Mas a repetida insistência de Blowers quando afirma que a empresa
é uma empresa de aviação de voos charter perfeitamente
normal é fortemente contrariada pelos registos da empresa na
Administração Federal de Aviação, e pelas
histórias contadas por ex-pilotos. Por exemplo, numa carta de 30 de
Novembro de 2001 do registo da FAA sobre o Boeing Business Jet 737 (o
avião que transportou Khalid El-Masri, Binyam Mohammed e inúmeros
outros prisioneiros para a rede de câmaras de tortura da CIA e outras
prisões secretas) Blowers escreveu à Administração
Federal de Aviação solicitando que fosse atribuído um
número de registo à Premier Executive Transport Services.
Os documentos de manutenção do Expresso da Baía de
Guantánamo também têm as marcas de Blowers: numa carta de
Janeiro de 2005 para a FAA, Blowers escreveu que "o número de
registo no G-V
que operamos
mudou para N44982" (acrescentámos o itálico).
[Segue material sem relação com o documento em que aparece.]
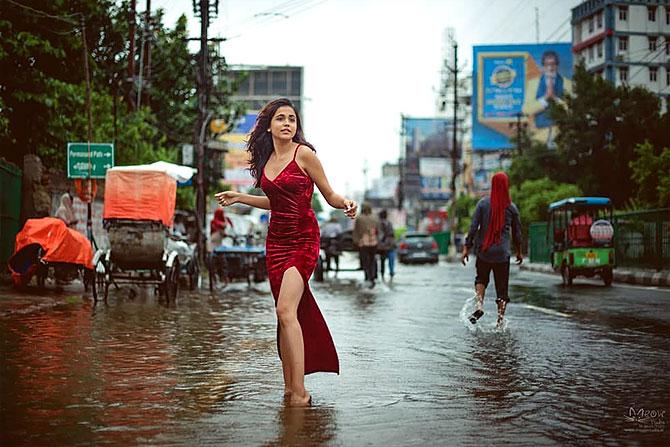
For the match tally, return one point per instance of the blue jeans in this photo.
(390, 255)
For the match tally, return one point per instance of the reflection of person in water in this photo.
(550, 87)
(300, 427)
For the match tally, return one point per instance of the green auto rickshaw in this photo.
(583, 238)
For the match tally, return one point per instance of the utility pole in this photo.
(88, 182)
(454, 141)
(202, 8)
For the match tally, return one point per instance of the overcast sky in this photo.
(366, 62)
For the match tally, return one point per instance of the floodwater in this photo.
(204, 371)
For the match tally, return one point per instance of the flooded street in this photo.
(567, 368)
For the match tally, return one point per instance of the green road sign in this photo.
(86, 160)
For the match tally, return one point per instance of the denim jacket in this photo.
(501, 251)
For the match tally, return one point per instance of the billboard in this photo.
(515, 84)
(236, 162)
(427, 168)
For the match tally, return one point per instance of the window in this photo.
(623, 43)
(623, 74)
(651, 13)
(279, 86)
(623, 12)
(261, 83)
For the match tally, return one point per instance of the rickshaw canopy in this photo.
(59, 243)
(580, 201)
(139, 194)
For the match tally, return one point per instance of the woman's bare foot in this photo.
(300, 401)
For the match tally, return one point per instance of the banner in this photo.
(514, 85)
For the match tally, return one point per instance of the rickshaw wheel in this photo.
(607, 276)
(566, 275)
(171, 286)
(194, 274)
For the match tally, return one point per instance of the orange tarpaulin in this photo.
(59, 243)
(140, 195)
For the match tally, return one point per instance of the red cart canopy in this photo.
(140, 195)
(60, 243)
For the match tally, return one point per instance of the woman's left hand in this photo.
(350, 208)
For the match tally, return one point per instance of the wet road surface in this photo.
(567, 368)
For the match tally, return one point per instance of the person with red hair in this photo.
(495, 220)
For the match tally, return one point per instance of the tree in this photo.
(533, 197)
(600, 125)
(651, 173)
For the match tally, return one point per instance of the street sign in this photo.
(89, 160)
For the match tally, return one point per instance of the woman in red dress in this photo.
(285, 166)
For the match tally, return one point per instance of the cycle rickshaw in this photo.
(47, 248)
(138, 215)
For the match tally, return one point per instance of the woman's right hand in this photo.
(227, 198)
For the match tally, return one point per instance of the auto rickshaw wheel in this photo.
(566, 275)
(607, 277)
(171, 284)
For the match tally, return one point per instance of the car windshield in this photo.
(417, 236)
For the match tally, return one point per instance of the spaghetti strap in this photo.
(296, 150)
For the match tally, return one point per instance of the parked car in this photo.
(417, 247)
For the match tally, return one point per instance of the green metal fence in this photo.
(539, 249)
(10, 209)
(641, 239)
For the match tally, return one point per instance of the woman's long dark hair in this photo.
(260, 145)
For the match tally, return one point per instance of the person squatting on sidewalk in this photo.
(495, 219)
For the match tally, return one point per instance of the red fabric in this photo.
(220, 221)
(140, 195)
(293, 241)
(579, 230)
(500, 200)
(60, 243)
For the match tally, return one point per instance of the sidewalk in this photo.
(645, 277)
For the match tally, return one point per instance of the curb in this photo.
(641, 277)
Outras cartas
e documentos nos ficheiros da FAA reiteram o facto de a Aero operar
vários aviões da CIA.
[5]
E as informações descobertas nos ficheiros da FAA são
corroboradas, tal como muitas outras provas, pelos registos de voo dos
aviões. Quer o Expresso da Baía de Guantánamo tenha
transportado algum infeliz prisioneiro até Cabul ou dignitários
de serviços secretos estrangeiros a reuniões em Washington, os
registos de voo mostram sempre que os táxis da tortura regressaram a
Smithfield.
O problema das tentativas de Bob Blowers de "negação
plausível" é que a sua versão da
"negação" simplesmente não é
plausível.
* * *
A Aero Contractors é apenas uma das mais recentes
encarnações da história das linhas aéreas secretas
da CIA. Na verdade, a agência controla aviões praticamente desde
que existe. Começou com uma empresa chamada Civil Air Transport (CAT),
constituída em 1946 por Claire Chennault, Whiting Willauer e Thomas G.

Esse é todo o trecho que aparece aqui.